WRF-Chem/KPP build stops: “third body expected to be M” in CBM4 species file

William.Hatheway

Well-known member
Hi all — I’m seeing a reproducible WRF-Chem/KPP build stop that looks like an internal consistency issue in the CBM4 mechanism files


During a WRF-Chem build (`WRF_CHEM=1`, `WRF_KPP=1`), the `chem/KPP/compile_wkc` step iterates over mechanisms and exits with:

Bash:
> `ERROR: variable name for third body in KPP species file is expected to be M, but was not found in cbm4 species file`

It occurs while processing:


Code:
chem/KPP/mechanisms/cbm4/cbm4.spc

Other mechanisms in the same tree define the third-body species explicitly as `M` (commonly annotated as “third body”), and the coupler logic appears to require that exact symbol name. In my case, CBM4’s `cbm4.spc` does not contain `M`, so the mechanism validation fails and the overall build stops—even if CBM4 is not the mechanism I intend to run.

This suggests a mismatch between:

* the WKC/KPP expectations (“third body must be named `M`”), and
* the shipped CBM4 species file content (missing/renamed third-body definition).

Can NCAR/WRF-Chem maintainers confirm whether:

1. `cbm4.spc` is supposed to include a third-body species named `M`, and/or
2. `compile_wkc` should be more flexible for CBM4 naming, and/or
3. this is a packaging/version regression specific to certain releases?
 
Last edited:
Hi all — I’m seeing a reproducible WRF-Chem/KPP build stop that looks like an internal consistency issue in the CBM4 mechanism files


During a WRF-Chem build (`WRF_CHEM=1`, `WRF_KPP=1`), the `chem/KPP/compile_wkc` step iterates over mechanisms and exits with:

Bash:
> `ERROR: variable name for third body in KPP species file is expected to be M, but was not found in cbm4 species file`

It occurs while processing:


Code:
chem/KPP/mechanisms/cbm4/cbm4.spc

Other mechanisms in the same tree define the third-body species explicitly as `M` (commonly annotated as “third body”), and the coupler logic appears to require that exact symbol name. In my case, CBM4’s `cbm4.spc` does not contain `M`, so the mechanism validation fails and the overall build stops—even if CBM4 is not the mechanism I intend to run.

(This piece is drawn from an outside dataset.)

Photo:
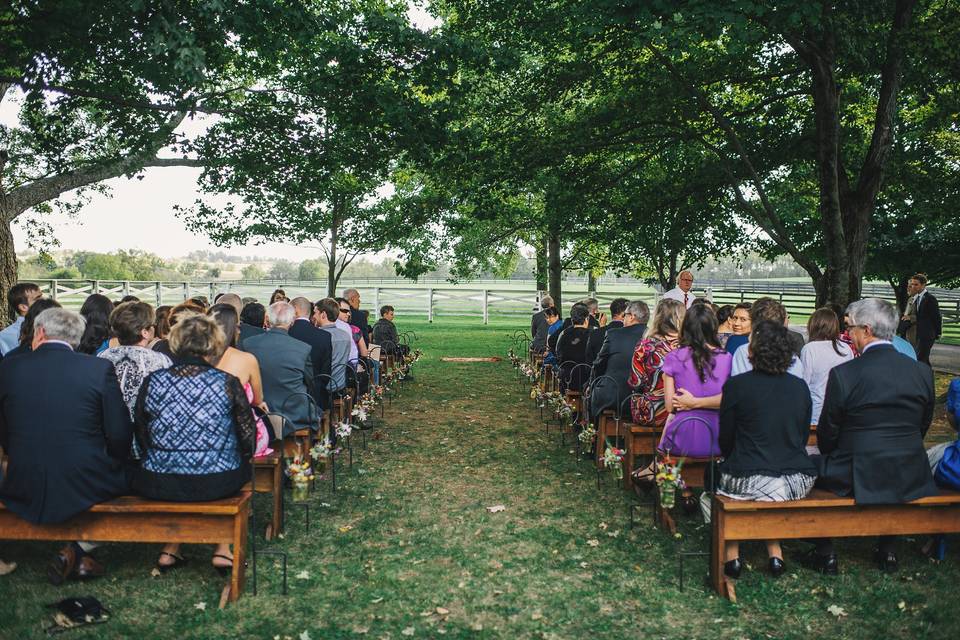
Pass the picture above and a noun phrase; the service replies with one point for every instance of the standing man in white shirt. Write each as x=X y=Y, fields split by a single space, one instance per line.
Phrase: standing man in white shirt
x=682 y=291
x=19 y=299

This suggests a mismatch between:

* the WKC/KPP expectations (“third body must be named `M`”), and
* the shipped CBM4 species file content (missing/renamed third-body definition).

Can NCAR/WRF-Chem maintainers confirm whether:

1. `cbm4.spc` is supposed to include a third-body species named `M`, and/or
2. `compile_wkc` should be more flexible for CBM4 naming, and/or
3. this is a packaging/version regression specific to certain releases?
Any update one this?
 
Hi all — I’m seeing a reproducible WRF-Chem/KPP build stop that looks like an internal consistency issue in the CBM4 mechanism files


During a WRF-Chem build (`WRF_CHEM=1`, `WRF_KPP=1`), the `chem/KPP/compile_wkc` step iterates over mechanisms and exits with:

Bash:
> `ERROR: variable name for third body in KPP species file is expected to be M, but was not found in cbm4 species file`

It occurs while processing:


Code:
chem/KPP/mechanisms/cbm4/cbm4.spc

Other mechanisms in the same tree define the third-body species explicitly as `M` (commonly annotated as “third body”), and the coupler logic appears to require that exact symbol name. In my case, CBM4’s `cbm4.spc` does not contain `M`, so the mechanism validation fails and the overall build stops—even if CBM4 is not the mechanism I intend to run.

This suggests a mismatch between:

* the WKC/KPP expectations (“third body must be named `M`”), and
* the shipped CBM4 species file content (missing/renamed third-body definition).

Can NCAR/WRF-Chem maintainers confirm whether:

1. `cbm4.spc` is supposed to include a third-body species named `M`, and/or
2. `compile_wkc` should be more flexible for CBM4 naming, and/or
3. this is a packaging/version regression specific to certain releases?
seems to be a flex lib issue utilizing the flex apt package. If you install flex from source locally on your computer and point it to that it resolves the issue.

I would recommend for WRF 4.8.0 coming out soon that there be an optional instruction guide for installing flex package as part of the WRF library files.